Un rythme de production extrêmement faible par rapport aux quelque 600 avions de la famille A320 livrés par Airbus pour la seule année 2024. Et qui ne permet pas de couvrir les besoins actuels des compagnies aériennes chinoises. Résultat : même si le duopole Airbus-Boeing va progressivement s’effriter avec la montée en puissance du C919, les constructeurs occidentaux peuvent s’attendre encore à engranger de grosses commandes en Chine au cours des prochaines années. En particulier Airbus, qui pourrait profiter des conséquences sur Boeing des tensions entre Washington et Pékin. Selon l’agence de presse Bloomberg, l’avionneur européen discute avec la Chine d’une commande de 300 à 500 appareils, à l’été 2025, après un précédent contrat portant sur 300 engins, en 2022.
Processus laborieux
Le principal obstacle à l’expansion du C919 hors de Chine est son absence de certification par la Federal Aviation Administration et l’European Union Aviation Safety Agency (EASA), les autorités d’aviation civile américaine et européenne. Sans elles, impossible de voler aux Etats-Unis ni en Europe. Bien sûr, le constructeur Comac a entamé les démarches, mais le processus est laborieux et, selon des observateurs en Chine, entravé par les tensions géopolitiques. En Europe, l’avion ne sera pas certifié avant trois à six ans, a déclaré, le 28 avril, à L’Usine nouvelle, le directeur de l’EASA, Florian Guillermet. « Comac gère cette problématique de deux façons », explique Lin Hanming, analyste aéronautique indépendant, basé à Canton (Guangzhou). « D’abord, il veut accroître la présence et l’usage du C919 en Chine pour diminuer ses coûts opérationnels et bâtir une équipe de techniciens plus large et plus expérimentée, qui ensuite seront déployés comme formateurs à l’étranger. Ensuite, Comac veut pénétrer tout le marché de l’Asean [Association des nations de l’Asie du Sud-Est], pays par pays. »
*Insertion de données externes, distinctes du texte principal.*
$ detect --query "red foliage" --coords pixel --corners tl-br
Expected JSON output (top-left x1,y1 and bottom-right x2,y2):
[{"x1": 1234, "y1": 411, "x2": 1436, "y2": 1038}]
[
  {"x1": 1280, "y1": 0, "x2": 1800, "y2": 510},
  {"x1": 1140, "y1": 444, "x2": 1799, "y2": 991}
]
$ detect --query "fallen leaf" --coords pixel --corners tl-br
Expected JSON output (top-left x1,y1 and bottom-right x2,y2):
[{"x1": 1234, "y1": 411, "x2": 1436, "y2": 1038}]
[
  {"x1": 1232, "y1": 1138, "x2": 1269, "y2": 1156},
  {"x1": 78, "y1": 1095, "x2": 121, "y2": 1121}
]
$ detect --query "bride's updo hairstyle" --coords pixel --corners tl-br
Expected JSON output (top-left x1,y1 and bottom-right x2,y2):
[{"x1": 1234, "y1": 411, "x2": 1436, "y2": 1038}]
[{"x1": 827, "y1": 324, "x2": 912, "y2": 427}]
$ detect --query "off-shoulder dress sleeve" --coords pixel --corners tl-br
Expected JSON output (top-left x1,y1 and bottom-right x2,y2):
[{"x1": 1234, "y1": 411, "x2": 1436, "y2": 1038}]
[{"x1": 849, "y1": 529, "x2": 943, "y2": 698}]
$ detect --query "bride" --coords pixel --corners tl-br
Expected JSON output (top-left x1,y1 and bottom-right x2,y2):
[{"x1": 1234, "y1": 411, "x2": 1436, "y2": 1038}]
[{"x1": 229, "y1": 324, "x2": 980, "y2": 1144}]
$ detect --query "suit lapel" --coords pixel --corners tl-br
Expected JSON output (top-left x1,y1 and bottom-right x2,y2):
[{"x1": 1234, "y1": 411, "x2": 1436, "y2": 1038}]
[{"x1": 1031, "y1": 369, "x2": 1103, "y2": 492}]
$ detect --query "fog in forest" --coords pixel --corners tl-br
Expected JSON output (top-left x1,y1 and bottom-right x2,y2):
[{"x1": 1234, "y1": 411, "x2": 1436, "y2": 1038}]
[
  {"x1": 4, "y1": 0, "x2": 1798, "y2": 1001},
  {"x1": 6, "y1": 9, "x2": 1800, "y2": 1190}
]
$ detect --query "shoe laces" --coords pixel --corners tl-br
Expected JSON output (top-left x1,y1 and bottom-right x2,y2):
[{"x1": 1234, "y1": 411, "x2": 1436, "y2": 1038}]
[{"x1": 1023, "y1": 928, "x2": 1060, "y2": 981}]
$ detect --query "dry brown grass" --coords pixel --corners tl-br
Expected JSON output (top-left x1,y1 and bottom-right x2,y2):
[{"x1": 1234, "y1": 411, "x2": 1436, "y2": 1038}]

De plus, depuis mai, sur ordre de Washington, l’avion ne parvient plus à se faire livrer son moteur, le LEAP-1C, fabriqué par Safran et GE Aerospace aux Etats-Unis. Les équipementiers américains Honeywell et Rockwell Collins sont aussi concernés par cette restriction. Si des négociations sont en cours pour rétablir ces exportations, la menace américaine conforte l’avionneur dans sa volonté de s’affranchir de cette dépendance technique.
Comac travaille pour remplacer, d’ici à cinq ans, le LEAP-1C par un moteur chinois, baptisé « CJ-1000 », construit par Aero Engine Corporation of China. Ce dernier vise une certification entre 2027 et 2030. « Il est en phase d’essais et ses performances ont dépassé mes attentes. Le succès de ce moteur illustrera la résilience de la chaîne d’approvisionnement chinoise », a déclaré, le 28 mars, le président honoraire de la Société d’aéronautique de Shanghaï et ex-directeur général adjoint de Comac, Shi Jianzhong.
« Tant que Comac n’a pas d’avions gros-porteurs, propres aux long-courriers, le marché chinois et du Sud-Est asiatique lui conviennent très bien », éclaire l’analyste Lin Hanming. Un projet de long-courrier est toutefois dans les cartons : le C929. Ce biréacteur de 250 à 320 sièges, dessiné avec la Russie dans sa phase initiale, est censé rivaliser avec l’A350 et le B787. Même si la motorisation du C929 reste le grand point d’interrogation, un premier vol expérimental est espéré pour 2027.